Further breakdowns by quadrant revealed that KGs improved accuracy across all categories, with both low and high schema complexity questions benefiting from their use:
Figure 4: Overall Execution Accuracy (OEA) of SPARQL and SQL for each quadrant as a heatmap.
Discussion
These results provide empirical support for the hypothesis that KGs enhance LLM accuracy by supplying much-needed contextual and semantic information. KGs help mitigate challenges such as schema complexity and ambiguity in natural language questions by anchoring query generation in a well-defined semantic framework.
The examination of partial accuracies and query failures also revealed specific patterns of LLM missteps. SQL queries often exhibited hallucinations involving nonexistent columns and values, while SPARQL queries occasionally encountered path inconsistencies. Addressing these issues through improved KG design and better prompt engineering could further refine query accuracy.
Conclusion
The paper confirms that incorporating KGs into LLM-based query systems significantly enhances the accuracy of responses to enterprise-scale questions over SQL databases. Given these findings, enterprises are encouraged to invest in KG infrastructure for improved data engagement.

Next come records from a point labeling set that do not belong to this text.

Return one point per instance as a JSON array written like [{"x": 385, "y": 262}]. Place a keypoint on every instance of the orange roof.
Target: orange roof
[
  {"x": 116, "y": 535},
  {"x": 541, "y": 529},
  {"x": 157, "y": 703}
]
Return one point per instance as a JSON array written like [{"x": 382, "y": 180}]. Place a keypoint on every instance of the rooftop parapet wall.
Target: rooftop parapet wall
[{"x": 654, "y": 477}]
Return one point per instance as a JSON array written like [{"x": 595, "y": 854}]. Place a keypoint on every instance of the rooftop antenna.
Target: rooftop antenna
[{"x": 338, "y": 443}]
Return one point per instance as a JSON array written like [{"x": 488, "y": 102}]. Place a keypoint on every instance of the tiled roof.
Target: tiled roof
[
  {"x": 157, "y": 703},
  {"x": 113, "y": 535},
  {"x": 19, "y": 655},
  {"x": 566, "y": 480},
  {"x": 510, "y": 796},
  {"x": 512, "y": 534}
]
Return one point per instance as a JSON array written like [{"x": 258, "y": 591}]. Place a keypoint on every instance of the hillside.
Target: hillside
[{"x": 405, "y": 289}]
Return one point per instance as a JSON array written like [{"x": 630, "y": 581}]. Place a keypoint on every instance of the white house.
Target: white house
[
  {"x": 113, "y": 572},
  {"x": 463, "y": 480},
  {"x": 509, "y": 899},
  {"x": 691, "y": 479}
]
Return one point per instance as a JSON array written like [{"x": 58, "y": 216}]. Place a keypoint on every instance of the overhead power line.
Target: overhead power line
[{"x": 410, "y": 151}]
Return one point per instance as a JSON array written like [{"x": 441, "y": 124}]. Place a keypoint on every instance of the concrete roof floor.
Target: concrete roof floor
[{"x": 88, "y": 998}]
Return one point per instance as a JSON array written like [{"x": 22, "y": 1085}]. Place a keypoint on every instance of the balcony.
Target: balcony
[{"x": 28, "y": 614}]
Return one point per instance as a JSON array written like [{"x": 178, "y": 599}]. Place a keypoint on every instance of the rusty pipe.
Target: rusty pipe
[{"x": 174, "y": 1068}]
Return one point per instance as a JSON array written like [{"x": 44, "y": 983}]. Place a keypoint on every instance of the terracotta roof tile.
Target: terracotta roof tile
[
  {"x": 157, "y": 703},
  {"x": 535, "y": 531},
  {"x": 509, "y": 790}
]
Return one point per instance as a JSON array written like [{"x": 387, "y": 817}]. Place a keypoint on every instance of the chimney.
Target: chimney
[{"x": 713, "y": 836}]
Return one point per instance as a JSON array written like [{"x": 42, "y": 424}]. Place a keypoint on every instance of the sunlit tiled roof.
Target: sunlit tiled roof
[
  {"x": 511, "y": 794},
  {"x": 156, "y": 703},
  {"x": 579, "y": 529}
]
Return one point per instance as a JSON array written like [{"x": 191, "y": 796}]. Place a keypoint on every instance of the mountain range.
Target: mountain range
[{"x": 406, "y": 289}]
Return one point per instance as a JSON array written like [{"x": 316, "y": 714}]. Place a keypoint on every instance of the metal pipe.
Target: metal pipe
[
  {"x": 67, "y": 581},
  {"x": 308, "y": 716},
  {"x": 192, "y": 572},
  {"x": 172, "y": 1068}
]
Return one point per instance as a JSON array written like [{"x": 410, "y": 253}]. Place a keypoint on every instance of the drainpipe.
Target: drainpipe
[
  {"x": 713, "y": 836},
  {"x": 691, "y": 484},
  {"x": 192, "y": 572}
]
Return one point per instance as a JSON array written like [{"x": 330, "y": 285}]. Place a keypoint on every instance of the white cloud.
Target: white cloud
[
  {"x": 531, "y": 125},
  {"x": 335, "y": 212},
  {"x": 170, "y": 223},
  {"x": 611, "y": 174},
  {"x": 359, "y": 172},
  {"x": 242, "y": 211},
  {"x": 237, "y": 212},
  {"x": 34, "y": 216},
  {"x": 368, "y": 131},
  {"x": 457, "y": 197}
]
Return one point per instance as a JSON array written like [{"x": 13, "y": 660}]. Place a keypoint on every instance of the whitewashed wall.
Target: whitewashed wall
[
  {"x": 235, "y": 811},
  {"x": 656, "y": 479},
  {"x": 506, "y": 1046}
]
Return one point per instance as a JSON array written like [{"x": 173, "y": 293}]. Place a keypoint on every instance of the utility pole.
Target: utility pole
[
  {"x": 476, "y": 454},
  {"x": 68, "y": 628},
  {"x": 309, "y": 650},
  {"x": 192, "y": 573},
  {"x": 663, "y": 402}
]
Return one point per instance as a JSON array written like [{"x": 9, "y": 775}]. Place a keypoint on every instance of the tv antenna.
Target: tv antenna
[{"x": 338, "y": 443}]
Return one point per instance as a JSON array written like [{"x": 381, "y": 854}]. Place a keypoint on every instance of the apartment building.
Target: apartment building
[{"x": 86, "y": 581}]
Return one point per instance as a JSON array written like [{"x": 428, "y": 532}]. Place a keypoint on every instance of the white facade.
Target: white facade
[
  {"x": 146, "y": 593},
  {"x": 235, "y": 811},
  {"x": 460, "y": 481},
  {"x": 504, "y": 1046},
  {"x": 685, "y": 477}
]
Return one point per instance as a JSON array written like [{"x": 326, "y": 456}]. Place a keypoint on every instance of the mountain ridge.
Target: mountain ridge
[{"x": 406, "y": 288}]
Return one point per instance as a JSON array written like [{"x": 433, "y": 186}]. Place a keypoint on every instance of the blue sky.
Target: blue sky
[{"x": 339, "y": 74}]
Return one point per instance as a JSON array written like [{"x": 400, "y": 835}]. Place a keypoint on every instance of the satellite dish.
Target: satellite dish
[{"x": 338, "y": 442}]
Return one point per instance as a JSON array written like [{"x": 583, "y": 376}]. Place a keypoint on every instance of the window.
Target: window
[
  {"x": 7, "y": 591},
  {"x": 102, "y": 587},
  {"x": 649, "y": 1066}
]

Although the current benchmark results are promising, there is room for further exploration, particularly in expanding the ontology, refining mapping techniques, and extending the question set for more comprehensive evaluations. Future research should also explore user studies for qualitative insight and investigate the cost-benefit aspects of implementing KGs on an enterprise scale. By systematically addressing these areas, the gap between LLM capabilities and enterprise demands can be progressively minimized.